There were no changes in body weight (p = 0.2496) or BMI (p = 0.2668) from baseline for either group.
Total treatment satisfaction score for DTSQ (status versus change) was significantly improved for intervention group participants (13.1 ± 0.50, mean ± SE) compared with controls (9.0 ± 0.72), p < 0.0001. Satisfaction with treatment results using DQoL demonstrated significant improvement for the intervention group (−0.2 ± 0.04, mean ± SE) versus the control group (0.0 ± 0.06), p = 0.0259, for this element of the questionnaire. There were no other significant differences observed in other aspects of DTSQ and DQoL or for the DDS scales (Fig. 4, Supplementary Material p. 10).
User questionnaire results showed intervention participants agreed with positive aspects of the device including use, comfort, and utilization of sensor glucose information (Supplementary Material p. 11).
The system was used for 6 months by intervention participants and worn (blinded) for 4 weeks by control participants (n = 224).
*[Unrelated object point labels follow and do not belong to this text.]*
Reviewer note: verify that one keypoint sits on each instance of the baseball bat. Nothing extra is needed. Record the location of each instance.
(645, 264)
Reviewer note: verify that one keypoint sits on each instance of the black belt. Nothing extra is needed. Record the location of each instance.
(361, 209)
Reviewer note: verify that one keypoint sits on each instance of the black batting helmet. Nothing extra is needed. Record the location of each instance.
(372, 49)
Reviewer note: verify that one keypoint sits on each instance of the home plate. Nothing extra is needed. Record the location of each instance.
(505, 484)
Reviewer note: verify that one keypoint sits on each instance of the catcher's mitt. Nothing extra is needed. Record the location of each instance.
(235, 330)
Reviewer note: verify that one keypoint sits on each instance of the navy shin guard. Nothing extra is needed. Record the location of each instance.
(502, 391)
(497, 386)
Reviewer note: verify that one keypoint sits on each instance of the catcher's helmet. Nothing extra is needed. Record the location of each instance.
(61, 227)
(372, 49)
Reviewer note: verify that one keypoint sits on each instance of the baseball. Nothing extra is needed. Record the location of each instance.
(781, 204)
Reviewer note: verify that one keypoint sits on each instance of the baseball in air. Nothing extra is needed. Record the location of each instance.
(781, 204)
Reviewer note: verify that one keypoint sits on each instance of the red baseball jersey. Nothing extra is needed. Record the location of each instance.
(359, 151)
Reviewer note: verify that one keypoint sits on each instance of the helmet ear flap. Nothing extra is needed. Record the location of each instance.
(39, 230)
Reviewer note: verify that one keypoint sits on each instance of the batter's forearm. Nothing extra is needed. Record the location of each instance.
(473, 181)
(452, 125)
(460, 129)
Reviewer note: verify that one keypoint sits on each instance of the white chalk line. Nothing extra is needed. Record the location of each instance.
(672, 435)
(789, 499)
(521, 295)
In total, serious adverse or adverse events (n = 515) were experienced by 114 (76.5%) intervention and 47 (62.7%) control participants.
There were no serious adverse events related to the device or study procedure. Forty-two serious events were experienced by 16 (10.7%) intervention and 12 (16.0%) control participants.
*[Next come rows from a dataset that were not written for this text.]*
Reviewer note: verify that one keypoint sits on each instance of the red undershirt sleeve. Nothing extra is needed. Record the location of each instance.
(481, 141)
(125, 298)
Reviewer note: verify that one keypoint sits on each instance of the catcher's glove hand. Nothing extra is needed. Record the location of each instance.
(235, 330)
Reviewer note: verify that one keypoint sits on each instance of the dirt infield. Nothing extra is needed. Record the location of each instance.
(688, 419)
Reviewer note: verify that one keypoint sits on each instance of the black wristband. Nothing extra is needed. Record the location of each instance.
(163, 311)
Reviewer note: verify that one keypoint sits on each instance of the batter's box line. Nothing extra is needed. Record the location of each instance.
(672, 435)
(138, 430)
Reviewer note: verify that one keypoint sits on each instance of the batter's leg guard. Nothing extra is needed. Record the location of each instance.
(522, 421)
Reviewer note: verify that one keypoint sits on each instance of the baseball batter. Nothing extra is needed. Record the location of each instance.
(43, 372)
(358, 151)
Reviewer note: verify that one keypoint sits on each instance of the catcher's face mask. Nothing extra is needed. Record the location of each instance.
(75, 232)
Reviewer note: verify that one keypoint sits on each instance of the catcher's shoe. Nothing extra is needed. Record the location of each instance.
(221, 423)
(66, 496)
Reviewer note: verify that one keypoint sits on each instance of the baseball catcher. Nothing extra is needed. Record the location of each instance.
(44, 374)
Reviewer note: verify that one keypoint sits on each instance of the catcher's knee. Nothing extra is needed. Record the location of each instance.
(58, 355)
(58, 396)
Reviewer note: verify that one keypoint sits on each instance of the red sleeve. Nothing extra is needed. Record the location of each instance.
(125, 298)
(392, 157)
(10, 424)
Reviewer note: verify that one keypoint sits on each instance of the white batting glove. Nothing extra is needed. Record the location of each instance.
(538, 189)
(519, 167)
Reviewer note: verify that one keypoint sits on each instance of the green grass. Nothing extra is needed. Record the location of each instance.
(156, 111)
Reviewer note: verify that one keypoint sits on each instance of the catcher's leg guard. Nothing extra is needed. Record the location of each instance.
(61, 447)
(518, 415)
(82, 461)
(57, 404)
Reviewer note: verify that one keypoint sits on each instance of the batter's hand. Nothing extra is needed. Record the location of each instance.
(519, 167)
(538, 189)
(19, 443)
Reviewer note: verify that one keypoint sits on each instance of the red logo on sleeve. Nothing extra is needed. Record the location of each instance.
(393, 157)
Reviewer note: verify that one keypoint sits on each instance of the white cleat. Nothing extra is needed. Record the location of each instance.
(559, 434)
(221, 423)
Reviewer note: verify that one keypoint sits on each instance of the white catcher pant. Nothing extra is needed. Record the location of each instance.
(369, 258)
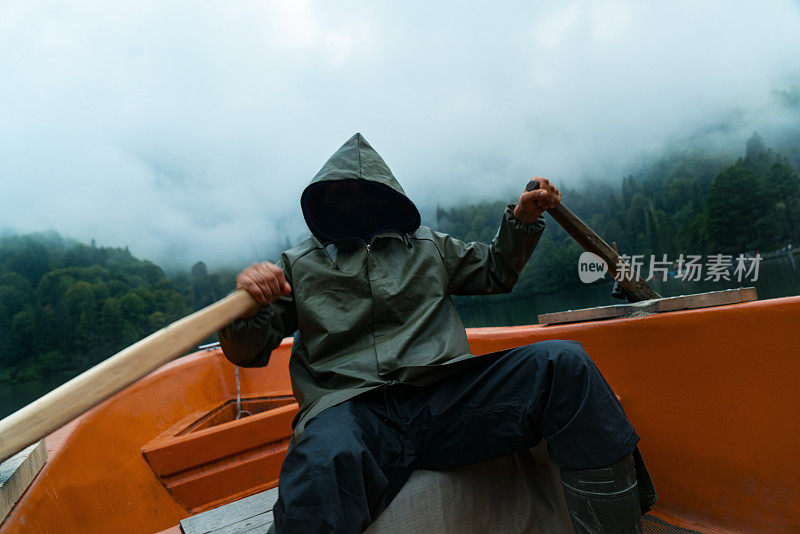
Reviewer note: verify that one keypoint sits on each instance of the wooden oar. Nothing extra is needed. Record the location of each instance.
(592, 242)
(88, 389)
Four hypoglycemia serious adverse events were experienced by four participants (three intervention and one control) and 57 hypoglycemia adverse events by 10 (7%) intervention and seven (9%) control participants.
None of the severe hypoglycemic episodes [13] or hypoglycemic adverse events were associated with the device.
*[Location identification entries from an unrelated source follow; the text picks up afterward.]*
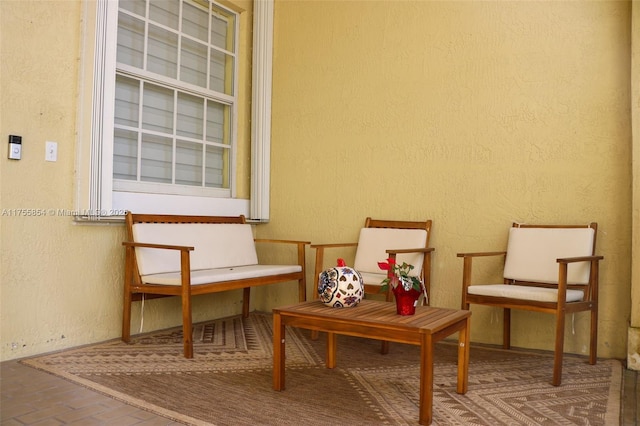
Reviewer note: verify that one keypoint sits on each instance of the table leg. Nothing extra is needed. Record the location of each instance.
(463, 357)
(331, 357)
(278, 352)
(426, 379)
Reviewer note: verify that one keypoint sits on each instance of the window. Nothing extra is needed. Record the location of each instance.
(175, 98)
(158, 111)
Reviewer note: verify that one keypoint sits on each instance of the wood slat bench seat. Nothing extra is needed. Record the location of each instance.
(185, 256)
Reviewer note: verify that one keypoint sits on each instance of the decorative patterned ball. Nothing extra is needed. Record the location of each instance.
(340, 287)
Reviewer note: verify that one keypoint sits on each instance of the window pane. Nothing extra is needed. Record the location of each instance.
(214, 170)
(190, 116)
(188, 163)
(130, 48)
(193, 63)
(222, 30)
(163, 52)
(221, 77)
(136, 6)
(165, 12)
(127, 101)
(215, 122)
(157, 109)
(195, 21)
(157, 153)
(125, 154)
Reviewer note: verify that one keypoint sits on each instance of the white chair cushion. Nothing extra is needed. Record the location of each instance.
(532, 254)
(216, 246)
(374, 242)
(222, 274)
(524, 292)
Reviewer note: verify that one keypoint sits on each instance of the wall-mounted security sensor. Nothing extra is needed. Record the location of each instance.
(15, 147)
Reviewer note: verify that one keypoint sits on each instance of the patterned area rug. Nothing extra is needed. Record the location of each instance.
(228, 382)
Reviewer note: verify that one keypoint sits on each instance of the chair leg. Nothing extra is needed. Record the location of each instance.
(187, 327)
(558, 350)
(506, 329)
(593, 341)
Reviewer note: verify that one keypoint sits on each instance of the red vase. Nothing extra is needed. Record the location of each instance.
(406, 300)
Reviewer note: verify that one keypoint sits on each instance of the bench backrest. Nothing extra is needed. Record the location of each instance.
(532, 253)
(215, 245)
(374, 242)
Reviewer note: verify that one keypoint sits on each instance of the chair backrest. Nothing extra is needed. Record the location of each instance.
(532, 252)
(378, 236)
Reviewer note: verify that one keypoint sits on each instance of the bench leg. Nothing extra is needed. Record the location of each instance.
(187, 327)
(506, 329)
(246, 297)
(126, 317)
(126, 304)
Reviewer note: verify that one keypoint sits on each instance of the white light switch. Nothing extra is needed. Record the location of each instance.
(51, 153)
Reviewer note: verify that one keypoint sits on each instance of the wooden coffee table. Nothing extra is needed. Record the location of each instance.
(378, 320)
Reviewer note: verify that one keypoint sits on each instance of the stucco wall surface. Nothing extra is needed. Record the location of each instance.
(472, 114)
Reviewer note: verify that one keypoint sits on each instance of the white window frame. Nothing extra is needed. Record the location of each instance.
(95, 196)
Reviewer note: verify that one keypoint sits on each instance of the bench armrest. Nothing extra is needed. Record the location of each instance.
(333, 245)
(158, 246)
(415, 250)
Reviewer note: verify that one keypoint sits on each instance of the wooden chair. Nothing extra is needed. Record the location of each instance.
(533, 282)
(380, 239)
(406, 241)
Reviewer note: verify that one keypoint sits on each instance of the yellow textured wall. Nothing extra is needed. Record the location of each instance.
(472, 114)
(61, 283)
(633, 351)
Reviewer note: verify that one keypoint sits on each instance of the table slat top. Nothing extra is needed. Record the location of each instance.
(372, 312)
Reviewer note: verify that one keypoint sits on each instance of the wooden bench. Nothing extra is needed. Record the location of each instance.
(170, 255)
Three participants (one intervention, two controls) experienced an adverse event leading to withdrawal from the study; none were associated with the device.
Six (4.0%) intervention participants reported nine device-related adverse events (two severe, six moderate, and one mild). These were sensor-adhesive reactions, primarily treated with topical preparations. All were resolved at study exit.
There were no reported events of diabetic ketoacidosis or hyperosmolar hyperglycemic state. Seven cardiac events were reported for four (2.7%) intervention and three (4.0%) control participants (none were considered to be related to study procedures or the device).
Anticipated symptoms refer to those typically expected using a sensor device and equate to symptoms normally experienced with blood glucose finger-stick testing, e.g., pain, bleeding, bruising. There were 158 anticipated sensor insertion site symptoms observed for 41 (27.5%) intervention and 9 (12.0%) control participants. These symptoms were primarily (63%) due to the sensor adhesive (erythema, itching, and rash) and resolved without medical intervention. Adverse events and anticipated symptoms associated with the insertion of the sensor and sensor wear are summarized in Table 3 and Supplementary Material p. 12.